Tutto sembra volgere alla fine: il giorno e le sue fatiche, il cammino, la luce che scolpisce forme e ne accende i colori. Gli ultimi istanti che mi separano dal buio sono intrisi di silenzio: anche il vento si é placato. Di tanto in tanto mi fermo ad ascoltare la quiete che mi circonda: quel vuoto apparente, come un’armonia interrotta, mi riconduce in me stesso. Sono nei miei passi e nel respiro, nei miei muscoli indolenziti. Tra le foglie al margine della laguna sciami di zanzare danzano: le loro minuscole ali imbevute di luce graffiano il buio con traiettorie impazzite.
A volte mi chiedo come mai io sia irrimediabilmente attratto dalla rappresentazione di forme incerte, dal perseguire evocazione a scapito della narrazione. Sono arrivato, col tempo, a formulare questa ipotesi: l’uomo nella sua ricerca del bello, della perfezione formale, proietta il suo desiderio verso l’infinito, ma poiché la mente non riesce a concepire l’infinito, non gli resta che accontentarsi dell’indefinito: la raffigurazione dell’indefinito, con le sue forme oscillanti ed eteree, con la sua dimensione temporale fluttuante dove ogni cosa è presenza ed assenza allo stesso tempo, crea l’illusione dell’infinito. E’ una sorta di infinito rappresentabile, concepibile. E ne conserva intatto il mistero.
Ho
assimilato spesso l’attesa ad una sorta di “nulla” che si estende tra
il presente e il momento futuro desiderato, col tempo ho compreso invece che è
un luogo d’ascolto, di incontro: il volo distante di un rapace, i giochi di
luce tra le foglie, il fruscio d’erba che accompagna i miei passi.
Uno stillare di gocce che dai rami si ricongiungono alle acque dello stagno si
insinua nel mio silenzio.
È nell’attesa che ci riappropriamo del tempo.
Lievi, delicate note visive punteggiano una luminosità dilavante che accoglie in sé ogni cosa e ne dissipa la forma.
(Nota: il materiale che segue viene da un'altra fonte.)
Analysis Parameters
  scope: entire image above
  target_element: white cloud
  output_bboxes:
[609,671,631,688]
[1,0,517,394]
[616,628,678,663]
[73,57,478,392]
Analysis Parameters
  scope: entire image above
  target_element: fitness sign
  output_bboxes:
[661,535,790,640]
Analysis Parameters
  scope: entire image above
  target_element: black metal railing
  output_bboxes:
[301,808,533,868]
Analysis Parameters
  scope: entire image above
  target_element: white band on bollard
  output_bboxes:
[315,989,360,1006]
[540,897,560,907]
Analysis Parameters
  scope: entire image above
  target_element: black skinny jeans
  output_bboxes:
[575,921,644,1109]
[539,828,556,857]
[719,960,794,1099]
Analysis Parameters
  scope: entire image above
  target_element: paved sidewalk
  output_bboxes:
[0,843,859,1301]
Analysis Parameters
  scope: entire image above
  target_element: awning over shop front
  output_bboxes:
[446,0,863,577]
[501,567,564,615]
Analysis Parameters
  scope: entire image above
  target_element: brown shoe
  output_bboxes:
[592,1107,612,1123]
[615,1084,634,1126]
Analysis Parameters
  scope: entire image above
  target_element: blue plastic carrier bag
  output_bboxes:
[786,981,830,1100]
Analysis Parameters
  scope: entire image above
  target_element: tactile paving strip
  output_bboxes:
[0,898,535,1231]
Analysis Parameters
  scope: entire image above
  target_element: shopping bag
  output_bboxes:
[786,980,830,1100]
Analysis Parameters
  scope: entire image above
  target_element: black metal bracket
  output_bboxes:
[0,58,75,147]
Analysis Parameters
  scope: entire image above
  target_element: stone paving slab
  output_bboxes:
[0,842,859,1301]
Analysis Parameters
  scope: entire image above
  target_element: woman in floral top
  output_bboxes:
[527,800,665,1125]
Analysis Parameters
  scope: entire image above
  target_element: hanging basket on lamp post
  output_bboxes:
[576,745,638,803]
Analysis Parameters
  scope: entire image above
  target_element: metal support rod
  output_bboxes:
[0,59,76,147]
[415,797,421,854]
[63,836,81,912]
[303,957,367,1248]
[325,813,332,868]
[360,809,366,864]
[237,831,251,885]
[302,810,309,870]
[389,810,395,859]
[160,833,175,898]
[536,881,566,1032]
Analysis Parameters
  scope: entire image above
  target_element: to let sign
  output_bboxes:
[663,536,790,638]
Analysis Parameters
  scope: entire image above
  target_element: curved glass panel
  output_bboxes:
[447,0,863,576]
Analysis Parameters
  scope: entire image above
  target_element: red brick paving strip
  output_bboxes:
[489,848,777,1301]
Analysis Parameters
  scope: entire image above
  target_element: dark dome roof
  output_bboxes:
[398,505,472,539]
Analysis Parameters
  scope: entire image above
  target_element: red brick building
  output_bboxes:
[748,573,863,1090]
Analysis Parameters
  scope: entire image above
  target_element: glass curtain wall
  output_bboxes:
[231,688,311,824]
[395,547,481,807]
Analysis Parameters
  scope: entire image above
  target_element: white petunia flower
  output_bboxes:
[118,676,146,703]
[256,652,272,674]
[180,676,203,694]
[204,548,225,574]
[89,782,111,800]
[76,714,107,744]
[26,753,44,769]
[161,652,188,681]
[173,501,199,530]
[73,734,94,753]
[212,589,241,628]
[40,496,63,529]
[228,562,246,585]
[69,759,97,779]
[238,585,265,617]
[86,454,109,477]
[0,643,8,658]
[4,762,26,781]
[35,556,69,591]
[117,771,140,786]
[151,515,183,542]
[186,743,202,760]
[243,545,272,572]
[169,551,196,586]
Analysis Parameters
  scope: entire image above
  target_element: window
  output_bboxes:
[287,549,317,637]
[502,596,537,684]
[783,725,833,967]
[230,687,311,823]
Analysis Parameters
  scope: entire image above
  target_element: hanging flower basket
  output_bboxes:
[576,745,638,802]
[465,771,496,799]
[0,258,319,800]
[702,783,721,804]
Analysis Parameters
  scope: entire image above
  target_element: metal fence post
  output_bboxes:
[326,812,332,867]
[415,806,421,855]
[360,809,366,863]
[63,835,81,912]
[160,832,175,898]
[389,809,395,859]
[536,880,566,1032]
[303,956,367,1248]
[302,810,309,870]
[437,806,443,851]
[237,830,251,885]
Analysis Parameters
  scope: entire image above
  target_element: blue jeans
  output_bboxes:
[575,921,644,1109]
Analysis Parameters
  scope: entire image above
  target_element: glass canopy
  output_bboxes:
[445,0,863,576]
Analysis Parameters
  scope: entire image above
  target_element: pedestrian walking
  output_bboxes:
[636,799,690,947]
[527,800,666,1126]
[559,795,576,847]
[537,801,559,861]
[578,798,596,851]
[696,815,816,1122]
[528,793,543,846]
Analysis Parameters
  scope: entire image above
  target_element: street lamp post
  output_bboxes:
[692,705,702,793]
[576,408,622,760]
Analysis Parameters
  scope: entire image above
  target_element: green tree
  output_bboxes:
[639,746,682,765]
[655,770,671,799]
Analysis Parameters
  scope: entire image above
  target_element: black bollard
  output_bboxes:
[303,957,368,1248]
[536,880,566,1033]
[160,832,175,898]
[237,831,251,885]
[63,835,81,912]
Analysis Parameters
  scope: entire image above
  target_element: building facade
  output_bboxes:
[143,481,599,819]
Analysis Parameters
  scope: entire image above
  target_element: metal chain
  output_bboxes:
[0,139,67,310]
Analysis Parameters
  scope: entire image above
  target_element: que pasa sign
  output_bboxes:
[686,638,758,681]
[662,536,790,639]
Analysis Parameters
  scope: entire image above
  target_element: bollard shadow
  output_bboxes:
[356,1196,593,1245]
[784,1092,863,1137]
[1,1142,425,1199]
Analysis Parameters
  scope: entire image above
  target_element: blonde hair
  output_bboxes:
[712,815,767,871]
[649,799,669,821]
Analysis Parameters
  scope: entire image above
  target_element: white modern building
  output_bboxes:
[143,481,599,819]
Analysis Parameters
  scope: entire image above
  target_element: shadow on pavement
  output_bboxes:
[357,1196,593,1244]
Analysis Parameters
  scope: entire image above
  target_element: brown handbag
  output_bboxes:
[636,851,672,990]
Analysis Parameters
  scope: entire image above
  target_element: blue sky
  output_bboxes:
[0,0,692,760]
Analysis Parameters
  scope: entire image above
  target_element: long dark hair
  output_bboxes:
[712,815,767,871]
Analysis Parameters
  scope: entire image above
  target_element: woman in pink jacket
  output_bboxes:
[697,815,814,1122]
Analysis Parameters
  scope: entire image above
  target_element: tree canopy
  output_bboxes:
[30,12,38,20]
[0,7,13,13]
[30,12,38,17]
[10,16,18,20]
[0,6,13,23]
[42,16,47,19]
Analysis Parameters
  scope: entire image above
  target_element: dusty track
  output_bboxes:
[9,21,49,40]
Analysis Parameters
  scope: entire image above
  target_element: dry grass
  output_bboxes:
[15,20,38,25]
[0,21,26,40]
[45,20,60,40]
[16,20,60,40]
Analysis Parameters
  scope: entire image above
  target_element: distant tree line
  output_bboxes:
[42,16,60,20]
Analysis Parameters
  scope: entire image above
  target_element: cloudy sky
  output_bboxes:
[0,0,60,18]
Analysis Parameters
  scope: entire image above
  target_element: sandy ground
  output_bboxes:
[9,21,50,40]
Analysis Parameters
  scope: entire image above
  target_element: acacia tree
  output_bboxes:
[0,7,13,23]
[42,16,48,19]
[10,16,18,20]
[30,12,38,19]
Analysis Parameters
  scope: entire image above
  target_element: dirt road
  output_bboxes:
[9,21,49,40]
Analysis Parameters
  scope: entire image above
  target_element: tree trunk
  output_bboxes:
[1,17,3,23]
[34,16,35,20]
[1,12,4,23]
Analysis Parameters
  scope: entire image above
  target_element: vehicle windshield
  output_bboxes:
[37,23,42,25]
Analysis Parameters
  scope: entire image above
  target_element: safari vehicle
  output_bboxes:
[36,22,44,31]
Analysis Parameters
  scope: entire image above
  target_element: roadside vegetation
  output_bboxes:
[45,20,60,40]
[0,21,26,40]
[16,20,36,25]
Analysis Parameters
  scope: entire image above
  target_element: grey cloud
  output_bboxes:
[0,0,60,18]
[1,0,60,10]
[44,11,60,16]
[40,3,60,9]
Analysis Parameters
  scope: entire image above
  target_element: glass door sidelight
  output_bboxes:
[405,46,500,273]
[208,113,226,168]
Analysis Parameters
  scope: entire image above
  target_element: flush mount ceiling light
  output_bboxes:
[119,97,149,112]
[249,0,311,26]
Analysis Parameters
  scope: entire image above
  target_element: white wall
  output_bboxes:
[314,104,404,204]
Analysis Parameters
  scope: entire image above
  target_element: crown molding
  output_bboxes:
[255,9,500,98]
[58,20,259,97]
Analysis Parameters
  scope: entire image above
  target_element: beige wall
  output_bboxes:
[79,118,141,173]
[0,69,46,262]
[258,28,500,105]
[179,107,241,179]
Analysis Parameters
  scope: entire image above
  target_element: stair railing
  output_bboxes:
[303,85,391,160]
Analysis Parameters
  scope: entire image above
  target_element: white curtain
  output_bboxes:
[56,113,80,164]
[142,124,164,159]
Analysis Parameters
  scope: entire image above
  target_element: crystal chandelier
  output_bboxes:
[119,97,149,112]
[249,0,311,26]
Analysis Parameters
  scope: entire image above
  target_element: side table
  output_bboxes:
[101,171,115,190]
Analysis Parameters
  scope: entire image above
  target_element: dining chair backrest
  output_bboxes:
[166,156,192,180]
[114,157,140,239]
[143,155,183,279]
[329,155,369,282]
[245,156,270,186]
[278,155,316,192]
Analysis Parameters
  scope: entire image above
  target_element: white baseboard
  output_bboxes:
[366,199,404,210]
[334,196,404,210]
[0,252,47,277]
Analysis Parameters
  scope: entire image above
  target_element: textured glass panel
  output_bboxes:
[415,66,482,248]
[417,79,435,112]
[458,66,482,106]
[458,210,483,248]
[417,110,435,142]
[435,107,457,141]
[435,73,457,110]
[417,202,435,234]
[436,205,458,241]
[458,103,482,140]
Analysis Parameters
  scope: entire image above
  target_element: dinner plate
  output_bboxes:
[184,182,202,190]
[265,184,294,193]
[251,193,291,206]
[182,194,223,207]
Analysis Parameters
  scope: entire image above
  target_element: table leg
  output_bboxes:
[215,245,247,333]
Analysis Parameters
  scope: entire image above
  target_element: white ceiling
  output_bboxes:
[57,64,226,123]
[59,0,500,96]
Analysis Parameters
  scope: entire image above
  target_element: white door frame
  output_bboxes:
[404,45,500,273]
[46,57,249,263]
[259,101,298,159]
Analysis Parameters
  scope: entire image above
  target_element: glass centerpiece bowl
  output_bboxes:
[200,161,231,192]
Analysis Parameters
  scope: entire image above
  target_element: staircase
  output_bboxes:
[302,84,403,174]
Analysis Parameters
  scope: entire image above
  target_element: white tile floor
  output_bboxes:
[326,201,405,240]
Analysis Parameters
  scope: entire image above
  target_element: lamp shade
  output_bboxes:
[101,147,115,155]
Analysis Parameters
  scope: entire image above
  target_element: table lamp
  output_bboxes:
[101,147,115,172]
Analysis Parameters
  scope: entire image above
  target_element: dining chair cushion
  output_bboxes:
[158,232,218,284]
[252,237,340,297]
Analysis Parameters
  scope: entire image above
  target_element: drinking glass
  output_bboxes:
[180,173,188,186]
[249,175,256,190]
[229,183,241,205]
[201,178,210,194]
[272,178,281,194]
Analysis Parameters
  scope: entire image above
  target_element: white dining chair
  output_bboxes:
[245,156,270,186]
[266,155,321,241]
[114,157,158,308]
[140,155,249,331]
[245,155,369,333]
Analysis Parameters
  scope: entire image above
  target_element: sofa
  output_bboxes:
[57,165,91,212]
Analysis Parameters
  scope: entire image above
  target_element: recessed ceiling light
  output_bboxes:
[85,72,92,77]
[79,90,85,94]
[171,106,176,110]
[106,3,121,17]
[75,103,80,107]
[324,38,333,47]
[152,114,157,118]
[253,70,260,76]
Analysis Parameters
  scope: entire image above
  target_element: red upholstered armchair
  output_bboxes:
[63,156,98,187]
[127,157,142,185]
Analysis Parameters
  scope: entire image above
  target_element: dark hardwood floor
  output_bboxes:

In bilico tra la propria essenza e la luce, uno stormo di fenicotteri oppone al bianco la consistenza diluita dei corpi. Sospesi nel tempo, solitari vessilli di un esercito sbaragliato, non vacillano. È qui che io sono, qui e non altrove. Nel luogo in cui si irradiano e ricongiungono traiettorie silenziose, dove i passi si fermano, dove la mente non arriva. Dove frammenti, spezzati come pietra e duri di gelo, si ricompongono in forma intatta e nuova.